Table. Enalapril vs β-blockers in patients with chronic renal failure and hypertension but without diabetes*
|Outcomes at 3 y||Enalapril||β-blockers||Adjusted RRR (95% CI)†||NNT (CI)|
|End-stage renal failure||19%||35%||71% (33 to 87)||4 (3 to 8)|
*Abbreviations defined in Glossary; RRR, NNT, and CI calculated from data in article.
†RRR was adjusted for blood pressure and other treatment.
The treatment of systemic hypertension effectively delays the progression of most renal diseases. One class of anti-hypertensive drugs, ACE inhibitors, may be of special benefit because of their specific renoprotective effects (1). There is a dearth of clinical data comparing ACE inhibitors with conventional antihypertensive agents in nondiabetic renal disease.

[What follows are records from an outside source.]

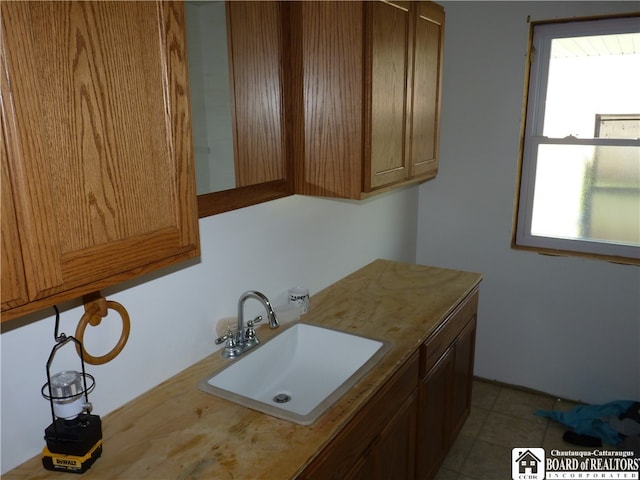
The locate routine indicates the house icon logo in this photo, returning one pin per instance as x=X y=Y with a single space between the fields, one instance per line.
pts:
x=527 y=464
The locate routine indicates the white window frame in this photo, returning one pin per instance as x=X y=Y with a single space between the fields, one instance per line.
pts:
x=542 y=33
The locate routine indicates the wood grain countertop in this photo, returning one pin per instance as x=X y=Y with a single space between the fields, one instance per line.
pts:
x=176 y=431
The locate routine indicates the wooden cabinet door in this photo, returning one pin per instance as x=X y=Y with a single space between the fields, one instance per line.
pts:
x=390 y=35
x=14 y=288
x=256 y=50
x=434 y=417
x=427 y=82
x=462 y=378
x=98 y=109
x=327 y=43
x=394 y=451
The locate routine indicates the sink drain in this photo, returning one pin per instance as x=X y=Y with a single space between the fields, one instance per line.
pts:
x=282 y=398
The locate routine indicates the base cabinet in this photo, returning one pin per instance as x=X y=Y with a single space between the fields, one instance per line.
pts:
x=408 y=428
x=444 y=396
x=379 y=443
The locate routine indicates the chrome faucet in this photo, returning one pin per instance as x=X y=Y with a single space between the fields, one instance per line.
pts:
x=244 y=338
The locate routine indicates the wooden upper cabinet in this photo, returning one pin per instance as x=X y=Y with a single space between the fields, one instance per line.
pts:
x=369 y=95
x=256 y=63
x=99 y=161
x=14 y=287
x=390 y=29
x=427 y=86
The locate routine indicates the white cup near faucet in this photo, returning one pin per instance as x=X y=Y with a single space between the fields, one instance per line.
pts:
x=300 y=296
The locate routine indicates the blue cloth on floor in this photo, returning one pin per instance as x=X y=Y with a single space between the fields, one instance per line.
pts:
x=591 y=419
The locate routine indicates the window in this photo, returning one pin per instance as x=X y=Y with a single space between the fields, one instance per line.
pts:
x=579 y=189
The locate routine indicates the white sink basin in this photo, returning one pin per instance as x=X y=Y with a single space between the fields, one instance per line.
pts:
x=297 y=374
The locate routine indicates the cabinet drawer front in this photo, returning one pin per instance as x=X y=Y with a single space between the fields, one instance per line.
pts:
x=439 y=341
x=339 y=458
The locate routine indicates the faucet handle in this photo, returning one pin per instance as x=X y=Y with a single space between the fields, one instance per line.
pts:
x=230 y=335
x=251 y=323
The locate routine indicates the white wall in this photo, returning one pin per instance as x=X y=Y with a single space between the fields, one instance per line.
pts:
x=269 y=247
x=566 y=326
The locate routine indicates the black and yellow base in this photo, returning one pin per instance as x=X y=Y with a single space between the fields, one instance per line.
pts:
x=71 y=463
x=73 y=445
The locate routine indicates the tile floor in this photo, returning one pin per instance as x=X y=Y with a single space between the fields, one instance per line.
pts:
x=501 y=419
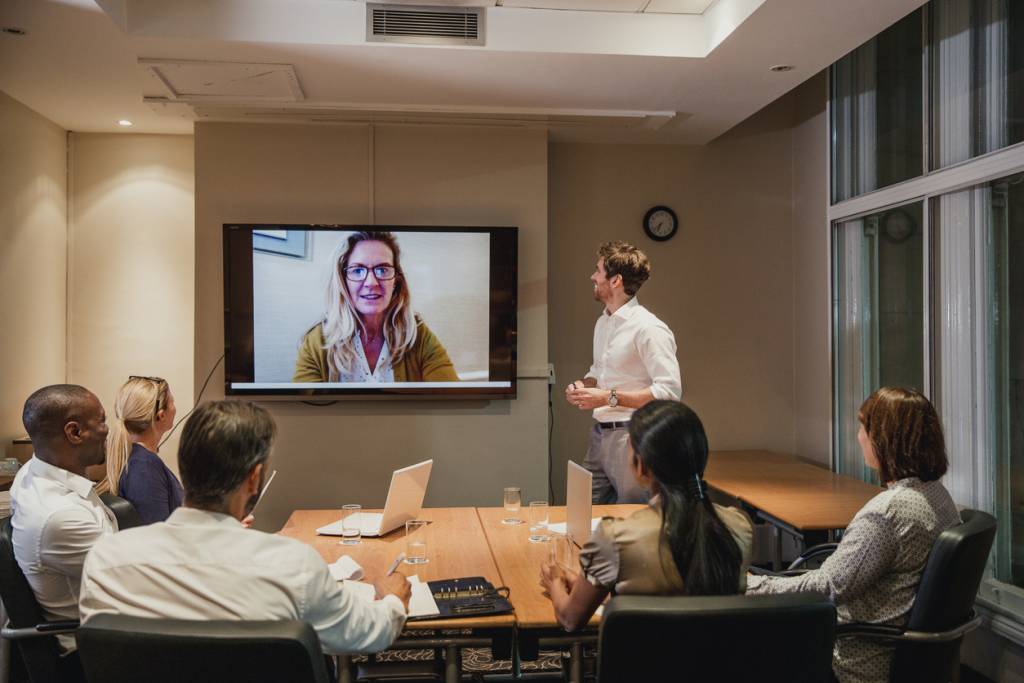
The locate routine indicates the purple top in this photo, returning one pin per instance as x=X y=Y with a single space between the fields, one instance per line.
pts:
x=150 y=485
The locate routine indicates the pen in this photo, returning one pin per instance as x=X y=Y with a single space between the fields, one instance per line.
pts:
x=394 y=565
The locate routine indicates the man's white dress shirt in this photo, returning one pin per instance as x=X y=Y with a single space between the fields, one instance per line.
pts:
x=633 y=351
x=205 y=565
x=57 y=518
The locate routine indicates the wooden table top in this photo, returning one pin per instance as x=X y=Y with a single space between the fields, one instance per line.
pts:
x=519 y=561
x=456 y=547
x=803 y=496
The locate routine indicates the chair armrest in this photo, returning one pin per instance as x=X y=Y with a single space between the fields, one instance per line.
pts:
x=812 y=552
x=40 y=630
x=892 y=634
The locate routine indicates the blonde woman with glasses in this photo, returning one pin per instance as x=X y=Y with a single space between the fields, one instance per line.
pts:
x=143 y=412
x=370 y=332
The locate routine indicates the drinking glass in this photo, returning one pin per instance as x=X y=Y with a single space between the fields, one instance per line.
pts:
x=539 y=521
x=416 y=542
x=351 y=531
x=513 y=499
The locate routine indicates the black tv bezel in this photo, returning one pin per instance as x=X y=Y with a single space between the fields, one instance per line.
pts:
x=239 y=315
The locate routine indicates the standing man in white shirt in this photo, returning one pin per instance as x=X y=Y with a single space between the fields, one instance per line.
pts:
x=203 y=564
x=56 y=515
x=634 y=364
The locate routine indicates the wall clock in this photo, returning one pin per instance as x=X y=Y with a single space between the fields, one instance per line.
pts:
x=660 y=223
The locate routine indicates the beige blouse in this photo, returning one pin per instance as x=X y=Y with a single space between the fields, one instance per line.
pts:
x=628 y=557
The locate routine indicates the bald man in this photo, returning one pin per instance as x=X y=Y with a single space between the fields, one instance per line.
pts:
x=57 y=516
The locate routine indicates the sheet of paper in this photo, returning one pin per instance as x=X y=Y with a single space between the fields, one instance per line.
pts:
x=363 y=591
x=559 y=527
x=422 y=602
x=345 y=568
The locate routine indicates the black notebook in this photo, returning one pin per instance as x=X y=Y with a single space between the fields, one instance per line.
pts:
x=469 y=596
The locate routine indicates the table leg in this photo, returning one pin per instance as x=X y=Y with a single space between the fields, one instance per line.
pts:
x=576 y=663
x=453 y=664
x=776 y=563
x=344 y=664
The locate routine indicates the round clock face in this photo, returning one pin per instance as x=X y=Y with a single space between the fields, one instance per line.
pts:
x=660 y=223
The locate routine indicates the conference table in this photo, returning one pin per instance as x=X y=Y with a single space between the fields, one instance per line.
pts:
x=796 y=497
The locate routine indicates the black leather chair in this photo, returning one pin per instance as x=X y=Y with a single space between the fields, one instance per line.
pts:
x=721 y=638
x=124 y=511
x=35 y=637
x=928 y=649
x=116 y=648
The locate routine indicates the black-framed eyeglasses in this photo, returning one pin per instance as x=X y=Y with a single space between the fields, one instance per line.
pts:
x=357 y=273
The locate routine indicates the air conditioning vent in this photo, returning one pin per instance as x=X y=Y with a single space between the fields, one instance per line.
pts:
x=421 y=25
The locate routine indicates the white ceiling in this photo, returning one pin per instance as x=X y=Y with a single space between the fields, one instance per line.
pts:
x=642 y=71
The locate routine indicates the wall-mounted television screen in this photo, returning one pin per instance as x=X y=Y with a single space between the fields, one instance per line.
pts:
x=370 y=310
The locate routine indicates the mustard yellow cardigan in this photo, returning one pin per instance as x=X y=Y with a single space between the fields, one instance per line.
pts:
x=425 y=361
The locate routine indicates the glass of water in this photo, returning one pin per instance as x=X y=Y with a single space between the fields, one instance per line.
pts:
x=513 y=501
x=539 y=521
x=416 y=542
x=351 y=531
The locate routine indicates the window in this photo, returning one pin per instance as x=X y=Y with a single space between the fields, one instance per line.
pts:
x=877 y=123
x=928 y=250
x=977 y=78
x=879 y=308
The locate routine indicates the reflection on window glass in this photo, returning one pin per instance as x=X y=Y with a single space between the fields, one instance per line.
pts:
x=1007 y=212
x=877 y=112
x=879 y=309
x=977 y=78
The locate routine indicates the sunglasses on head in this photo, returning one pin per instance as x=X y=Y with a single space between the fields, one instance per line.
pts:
x=161 y=389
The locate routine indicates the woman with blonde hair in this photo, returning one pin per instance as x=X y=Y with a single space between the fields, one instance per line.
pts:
x=370 y=332
x=143 y=412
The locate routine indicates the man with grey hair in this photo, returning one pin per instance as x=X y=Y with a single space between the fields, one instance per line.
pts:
x=203 y=564
x=56 y=514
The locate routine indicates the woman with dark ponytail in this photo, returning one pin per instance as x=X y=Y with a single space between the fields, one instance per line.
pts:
x=681 y=544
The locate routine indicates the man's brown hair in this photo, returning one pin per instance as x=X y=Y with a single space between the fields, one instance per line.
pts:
x=905 y=431
x=626 y=260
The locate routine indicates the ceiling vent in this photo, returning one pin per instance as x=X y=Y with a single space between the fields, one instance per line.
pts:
x=424 y=26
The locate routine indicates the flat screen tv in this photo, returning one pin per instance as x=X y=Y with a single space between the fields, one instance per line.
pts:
x=343 y=311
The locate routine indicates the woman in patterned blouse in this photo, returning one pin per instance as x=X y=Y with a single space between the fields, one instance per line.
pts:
x=873 y=574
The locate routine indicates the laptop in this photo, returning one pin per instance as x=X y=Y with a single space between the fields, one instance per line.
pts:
x=404 y=501
x=579 y=506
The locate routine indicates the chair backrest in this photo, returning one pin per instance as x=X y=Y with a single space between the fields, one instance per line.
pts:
x=945 y=597
x=41 y=655
x=116 y=648
x=720 y=638
x=124 y=511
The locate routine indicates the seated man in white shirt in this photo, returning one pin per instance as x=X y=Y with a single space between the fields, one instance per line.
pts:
x=203 y=564
x=56 y=514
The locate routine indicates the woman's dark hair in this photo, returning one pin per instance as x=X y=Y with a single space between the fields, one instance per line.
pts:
x=906 y=433
x=670 y=440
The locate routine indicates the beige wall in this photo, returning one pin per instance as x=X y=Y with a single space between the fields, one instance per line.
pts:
x=131 y=273
x=33 y=259
x=812 y=368
x=327 y=456
x=724 y=284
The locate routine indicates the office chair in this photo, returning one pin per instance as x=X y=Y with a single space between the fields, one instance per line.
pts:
x=717 y=638
x=115 y=648
x=34 y=635
x=928 y=648
x=124 y=511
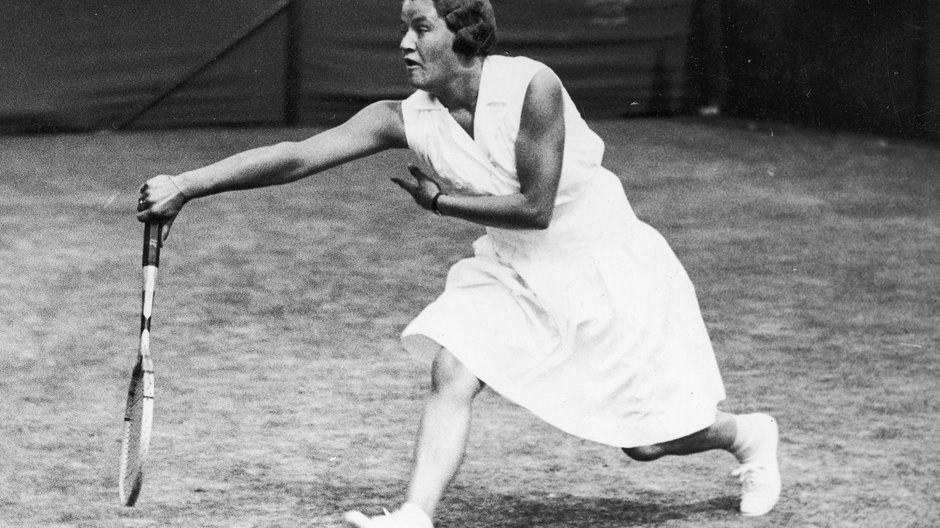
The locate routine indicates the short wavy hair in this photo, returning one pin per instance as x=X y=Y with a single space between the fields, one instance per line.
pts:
x=474 y=23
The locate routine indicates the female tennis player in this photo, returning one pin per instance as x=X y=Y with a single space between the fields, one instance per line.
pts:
x=570 y=306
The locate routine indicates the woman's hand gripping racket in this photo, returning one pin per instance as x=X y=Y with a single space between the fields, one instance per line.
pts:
x=138 y=416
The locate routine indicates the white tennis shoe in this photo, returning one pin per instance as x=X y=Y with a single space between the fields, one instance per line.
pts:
x=408 y=516
x=759 y=472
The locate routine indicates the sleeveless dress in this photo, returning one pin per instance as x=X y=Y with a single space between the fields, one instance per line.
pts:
x=592 y=324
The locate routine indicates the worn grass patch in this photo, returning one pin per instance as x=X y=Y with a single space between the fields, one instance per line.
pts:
x=284 y=399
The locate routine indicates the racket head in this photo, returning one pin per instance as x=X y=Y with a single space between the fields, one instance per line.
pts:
x=138 y=413
x=138 y=422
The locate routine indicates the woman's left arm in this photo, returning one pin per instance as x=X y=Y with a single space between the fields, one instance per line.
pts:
x=539 y=155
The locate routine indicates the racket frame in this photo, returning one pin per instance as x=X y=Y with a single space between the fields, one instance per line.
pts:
x=141 y=391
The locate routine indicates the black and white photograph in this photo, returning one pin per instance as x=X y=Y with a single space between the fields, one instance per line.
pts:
x=469 y=263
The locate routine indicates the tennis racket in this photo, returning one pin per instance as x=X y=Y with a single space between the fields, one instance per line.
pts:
x=138 y=416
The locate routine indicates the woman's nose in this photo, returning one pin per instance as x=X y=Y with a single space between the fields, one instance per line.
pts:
x=407 y=41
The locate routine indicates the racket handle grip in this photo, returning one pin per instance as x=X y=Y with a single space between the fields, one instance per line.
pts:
x=152 y=242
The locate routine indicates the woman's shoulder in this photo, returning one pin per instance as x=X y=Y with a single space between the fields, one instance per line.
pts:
x=515 y=65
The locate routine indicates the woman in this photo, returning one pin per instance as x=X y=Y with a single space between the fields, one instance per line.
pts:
x=570 y=306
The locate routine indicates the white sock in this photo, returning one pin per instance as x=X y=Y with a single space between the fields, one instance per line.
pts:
x=749 y=437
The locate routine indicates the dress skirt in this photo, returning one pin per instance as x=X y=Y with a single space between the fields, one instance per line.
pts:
x=593 y=324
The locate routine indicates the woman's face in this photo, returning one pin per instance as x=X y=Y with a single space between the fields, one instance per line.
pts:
x=427 y=45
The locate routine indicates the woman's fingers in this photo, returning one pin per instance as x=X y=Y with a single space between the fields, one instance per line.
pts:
x=406 y=185
x=418 y=173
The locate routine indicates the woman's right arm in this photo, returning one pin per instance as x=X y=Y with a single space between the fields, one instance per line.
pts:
x=377 y=127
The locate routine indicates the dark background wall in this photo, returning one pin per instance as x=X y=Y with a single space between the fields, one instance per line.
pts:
x=860 y=65
x=865 y=65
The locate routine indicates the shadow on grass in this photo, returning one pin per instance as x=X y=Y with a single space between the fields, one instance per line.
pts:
x=473 y=506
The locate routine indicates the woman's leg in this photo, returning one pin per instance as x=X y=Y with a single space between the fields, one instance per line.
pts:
x=442 y=436
x=751 y=438
x=720 y=435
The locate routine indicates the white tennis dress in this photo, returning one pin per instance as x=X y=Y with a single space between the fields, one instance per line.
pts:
x=591 y=324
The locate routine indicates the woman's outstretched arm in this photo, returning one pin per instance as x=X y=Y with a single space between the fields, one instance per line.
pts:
x=375 y=128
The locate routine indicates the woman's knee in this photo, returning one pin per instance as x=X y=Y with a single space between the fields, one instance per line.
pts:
x=644 y=453
x=451 y=378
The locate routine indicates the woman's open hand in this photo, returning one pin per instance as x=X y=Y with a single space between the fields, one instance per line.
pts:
x=160 y=200
x=423 y=189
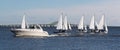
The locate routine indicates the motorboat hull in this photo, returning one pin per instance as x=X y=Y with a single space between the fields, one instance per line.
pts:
x=29 y=32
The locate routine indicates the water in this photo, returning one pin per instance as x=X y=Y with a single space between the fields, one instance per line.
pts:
x=111 y=41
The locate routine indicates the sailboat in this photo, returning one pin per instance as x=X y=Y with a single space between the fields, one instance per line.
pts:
x=81 y=26
x=63 y=25
x=92 y=24
x=23 y=31
x=102 y=27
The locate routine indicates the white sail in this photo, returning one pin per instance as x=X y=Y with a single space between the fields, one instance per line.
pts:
x=80 y=25
x=106 y=28
x=85 y=28
x=69 y=27
x=59 y=25
x=23 y=25
x=65 y=25
x=92 y=23
x=101 y=23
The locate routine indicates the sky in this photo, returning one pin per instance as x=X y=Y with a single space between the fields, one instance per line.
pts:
x=48 y=11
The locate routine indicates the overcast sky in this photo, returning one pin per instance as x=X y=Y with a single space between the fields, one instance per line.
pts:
x=47 y=11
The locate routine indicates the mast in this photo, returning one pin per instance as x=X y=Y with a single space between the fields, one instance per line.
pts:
x=101 y=23
x=59 y=25
x=23 y=23
x=69 y=27
x=65 y=25
x=80 y=25
x=92 y=23
x=106 y=28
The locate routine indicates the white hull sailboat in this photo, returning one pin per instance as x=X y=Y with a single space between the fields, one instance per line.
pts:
x=81 y=26
x=102 y=27
x=23 y=31
x=92 y=25
x=63 y=25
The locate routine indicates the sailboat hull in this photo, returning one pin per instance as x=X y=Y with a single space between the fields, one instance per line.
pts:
x=29 y=32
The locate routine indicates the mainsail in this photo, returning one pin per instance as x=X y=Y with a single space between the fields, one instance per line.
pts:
x=80 y=25
x=106 y=28
x=92 y=23
x=59 y=25
x=65 y=26
x=62 y=23
x=101 y=23
x=23 y=25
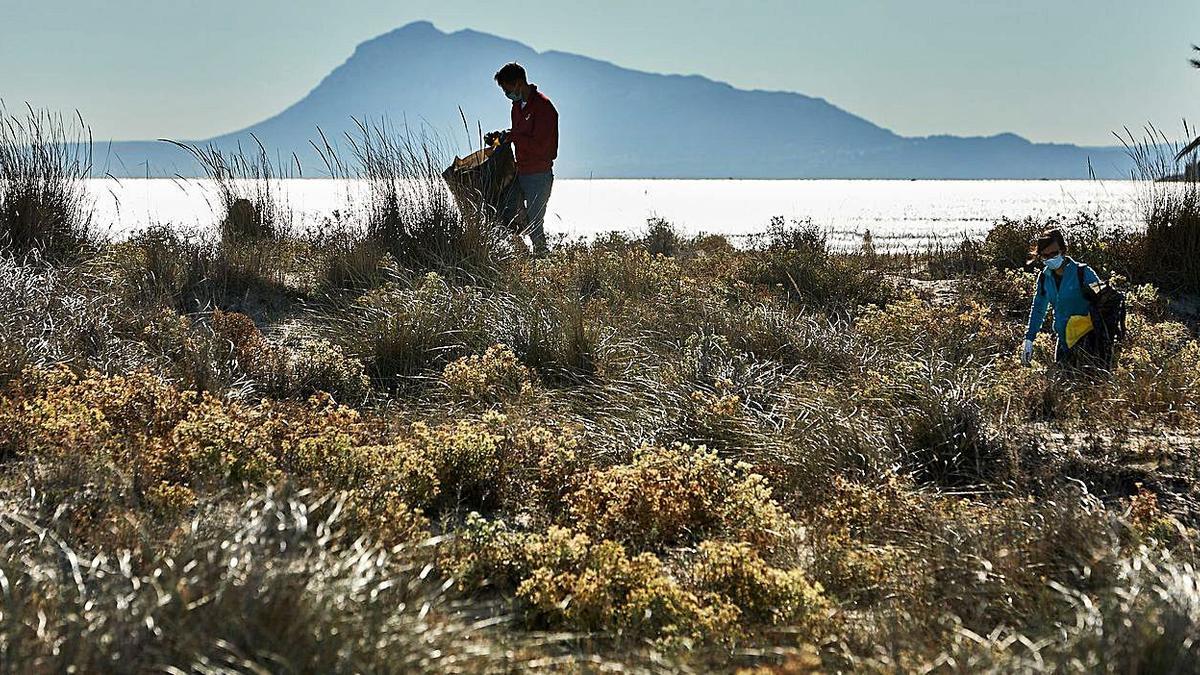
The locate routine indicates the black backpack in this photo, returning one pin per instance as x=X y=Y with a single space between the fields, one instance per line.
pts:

This well-designed study by Hannedouche and colleagues provides support for the superiority of ACE inhibitors over β-blockers in delaying progression to end-stage renal disease. Although the study was unblinded and the primary end point was the development of end-stage renal disease (the timing of which may be subjective), the conclusions appear valid. The serum creatinine level was actually lower in the enalapril group at the time dialysis was initiated, allaying some concern about bias.
The patients in this study had renal diseases of varying causes. Although most renal diseases may follow a final common pathogenic pathway (perhaps related to intraglomerular hypertension) (1), this may not be true of all renal diseases. In a disease with a different pathogenesis of progression, there may be no incremental benefit in the use of an ACE inhibitor; further studies in individual renal diseases may be needed. Nonetheless, this and other recent studies (2) have added to a growing body of evidence showing that ACE inhibitors are associated with few adverse reactions and effectively delay progression in chronic renal diseases.
Steven Fishbane, MD
Winthrop University HospitalMineola, New York, USA
1. Anderson S, Rennke HG, Brenner BM. Therapeutic advantage of converting enzyme inhibitors in arresting progressive renal disease associated with systemic hypertension in the rat. J Clin Invest. 1986;77: 1993-2000.
2. Lewis EJ, Hunsicker LG, Bain RP, Rohde RD. The effect of angiotensin-converting-enzyme inhibition on diabetic nephropathy. The Collaborative Study Group [published erratum appears in N Engl J Med. 1993;330:152]. N Engl J Med. 1993;329:1456-62.